Despite the apparently brutality of his work at first glance, Kounellis (1936-2017) has always placed the human being at the heart of his work: by the proportions chosen (the size of a double bed, or of a sheet of paper), and by the frequent use of items of clothing (hat, coat, shoes, socks, etc.)as well as by the “moral” dimension that has infused his work since the outset. In 2014, three years before he died, Kounellis produced in the Albicocco de Udine workshop in Italy a spectacular series of twelve large etchings (220 x 120 cm) with a very limited production run of just 12 copies.
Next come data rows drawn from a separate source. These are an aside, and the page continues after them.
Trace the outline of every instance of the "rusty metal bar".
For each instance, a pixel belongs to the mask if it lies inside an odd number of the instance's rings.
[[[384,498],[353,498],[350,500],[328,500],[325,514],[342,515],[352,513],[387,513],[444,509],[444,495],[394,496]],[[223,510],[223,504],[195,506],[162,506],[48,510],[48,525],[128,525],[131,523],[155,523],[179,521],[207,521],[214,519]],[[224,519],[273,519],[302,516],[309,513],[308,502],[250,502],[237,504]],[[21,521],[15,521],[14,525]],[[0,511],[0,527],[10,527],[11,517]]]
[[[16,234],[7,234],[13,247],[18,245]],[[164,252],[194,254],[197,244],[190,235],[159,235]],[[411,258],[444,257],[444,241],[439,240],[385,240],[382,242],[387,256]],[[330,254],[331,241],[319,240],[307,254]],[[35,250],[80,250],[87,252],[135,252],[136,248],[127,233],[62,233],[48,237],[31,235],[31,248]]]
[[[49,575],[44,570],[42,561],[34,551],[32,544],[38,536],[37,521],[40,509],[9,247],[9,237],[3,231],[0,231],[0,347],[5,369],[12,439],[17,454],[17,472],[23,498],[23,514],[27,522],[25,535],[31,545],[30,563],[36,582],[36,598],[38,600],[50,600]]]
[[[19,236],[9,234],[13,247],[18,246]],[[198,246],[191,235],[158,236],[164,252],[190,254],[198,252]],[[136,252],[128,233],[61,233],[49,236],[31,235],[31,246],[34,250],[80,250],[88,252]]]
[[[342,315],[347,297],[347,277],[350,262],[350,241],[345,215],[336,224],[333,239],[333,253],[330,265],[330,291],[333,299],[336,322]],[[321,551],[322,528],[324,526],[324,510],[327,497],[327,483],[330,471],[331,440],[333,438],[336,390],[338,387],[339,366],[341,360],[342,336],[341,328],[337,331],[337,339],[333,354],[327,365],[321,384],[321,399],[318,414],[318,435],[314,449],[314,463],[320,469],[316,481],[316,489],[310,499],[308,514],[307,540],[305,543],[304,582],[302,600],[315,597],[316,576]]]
Portraying the imprints of coats on large metal plates, these impressive etchings are evocative of the powerful sets he designed for theatre and the opera. What can be described as a sort of vast shroud now takes on a premonitory dimension. Never before exhibited outside of Italy, we are presenting them along with three unique works composed with coats, or their imprints, arranged on the sheets of metal that were the “canvases” of the artist, who always considered himself a painter.
A major retrospective of Kounellis, organised by Germano Celant, who coined the term of Arte Povera, will open at the Prada Foundation in May 2019 in Venice, during the Biennale. Galerie Lelong & Co. is publishing a special volume of the lengthy interview between Jérôme Sans and Jannis Kounellis in 2011 that has never been published in France.